ПСИХИАТРИЯ И ОБЩАЯ ПАТОЛОГИЯ / ЭДЕЛЬШТЕЙН А.О.
ЭДЕЛЬШТЕЙН А.О.
Труды психиатрической клиники им. С.С. Корсакова/ Под ред. М.О. Гуревича и А.О. Эдельштейна.- Вып. 8.- М., 1945.- С. 17–21.
Развитие современной клинической психиатрии характеризуется, прежде всего, более тесным сближением с общей соматической медициной, отрыв от которой много десятилетий тормозил успехи психиатрии. Этот процесс сближения находит свое выражение одновременно в нескольких самых разнообразных направлениях: в отношении методов исследования и воздействия, также по содержанию — в отношении объекта изучения.
Примером первого может служить широкое внедрение физиологии в клинику. Наиболее ярким выражением этой тенденции являются современные напряженные искания в области активных методов терапии психозов. Придя на смену прежнему терапевтическому нигилизму эпохи призренческой психиатрии, эта искания (пусть пока еще далекие от совершенства) отражают новый этап развития психиатрии и ведут к далеко идущим последствиям — коренной перестройке всей психиатрии на новых началах, где в основу вместо крепелиновского эмпиризма кладется научный клинический эксперимент. Это, несомненно, длительный процесс, но перспективы уже вырисовываются. Принципиально существенно здесь то, что дальнейшая разработка методов активной терапии неизбежно поведет к раскрытию патогенетических механизмов и тем самым окончательно поставит психиатрию в один ряд с прочими медицинскими дисциплинами.

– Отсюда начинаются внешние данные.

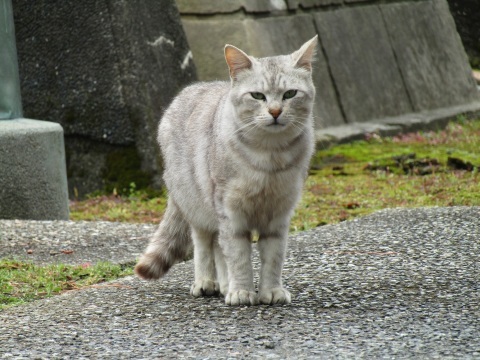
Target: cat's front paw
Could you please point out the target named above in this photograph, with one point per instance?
(241, 297)
(275, 296)
(204, 288)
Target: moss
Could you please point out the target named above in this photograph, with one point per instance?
(123, 168)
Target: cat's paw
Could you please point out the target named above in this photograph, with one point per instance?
(241, 297)
(275, 296)
(204, 288)
(224, 289)
(151, 267)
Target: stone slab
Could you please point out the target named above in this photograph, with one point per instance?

Активная терапия вместе с психопрофилактикой, отражающей мощное психогигиеническое движение среди современных психиатров, превращают психиатрию из науки созерцательной в науку действенную.

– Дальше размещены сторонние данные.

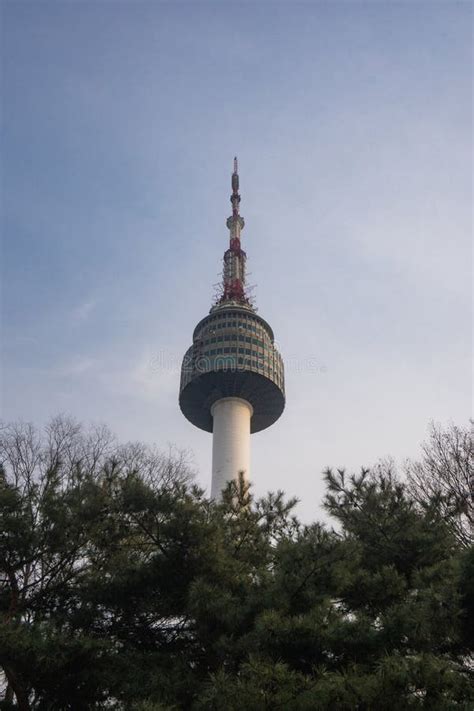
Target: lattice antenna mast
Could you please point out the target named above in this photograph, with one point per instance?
(233, 287)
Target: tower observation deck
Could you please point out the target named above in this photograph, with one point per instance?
(232, 377)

Второе на этом пути — совершенно новый круг проблем, вошедших в поле зрения психиатрии за последние годы. Это, прежде всего, экзогенные психозы (соматогении, инфекционные, и интоксикационные психозы). Сюда же нужно отнести травмы и опухоли мозга. Изучение последних вопросов ведет к возрождению неврологического направления, но уже на несравненно более высокой ступени и открывающего широкие перспективы. Все это очень сильно изменяет лицо современной психиатрии.
Однако при всей плодотворности этих исканий психиатрия еще не вышла из того кризиса, в котором она оказалась в двадцатых годах, когда крепелиновской нозологии уже оказалось недостаточно и начался пересмотр основных концепций, на которых базировалась клиническая психиатрия. В этом отношении переходный период затянулся, и перед нами по-прежнему стоит задача построения теории психиатрии.
Это — задача отнюдь не новая. Еще Гризингер выдвинул положение, что в основе всякого психоза лежит какой-либо паталогоанатомический процесс, локализующийся в мозгу. Таким образом, Гризингер явился основоположником неврологического направления в психиатрии, вскоре получившего свое дальнейшее развитие в трудах Мейнерта и Вернике. В то же время он считал, что психотические картины сами по себе являются не болезнями, а только симптомами мозгового процесса: каждая из них — стадия единого процесса с определенным течением.
После Гризингера развитие психиатрии идет в двух направлениях, им намеченных. Представителями одного направления были Мейнерт и Вернике. Параллельно, продолжая идеи Гризингера, идет развитие клинической психиатрии, представителями которой являлись Кальбаум и Крепелин.
Казалось, психиатрия достигла апогея своего развития. Но уже в те годы раздаются голоса скептиков и пессимистов. Так, Крафт-Эбинг, наследовавший кафедру Мейнерта, писал: «Теперешняя психиатрия имеет право на звание только описательной, но не объяснительной науки». Нужно признать, что, к сожалению, эти слова сохранили свою справедливость и до настоящего времени, в чем мы убеждаемся при ближайшем рассмотрении этих двух направлений клинической мысли. Хотя создатели мозговой патологии — Мейнерт и Вернике1 — и оставили глубокий след в развитии нашей науки, но тем не менее они дали больше интересных гипотез, чем конкретных подтвержденных клиническим экспериментом фактов, которые могут вскрыть подлинные закономерности возникновения и течения психозов. Недаром это направление в дальнейшем выродилось в «мозговую мифологию».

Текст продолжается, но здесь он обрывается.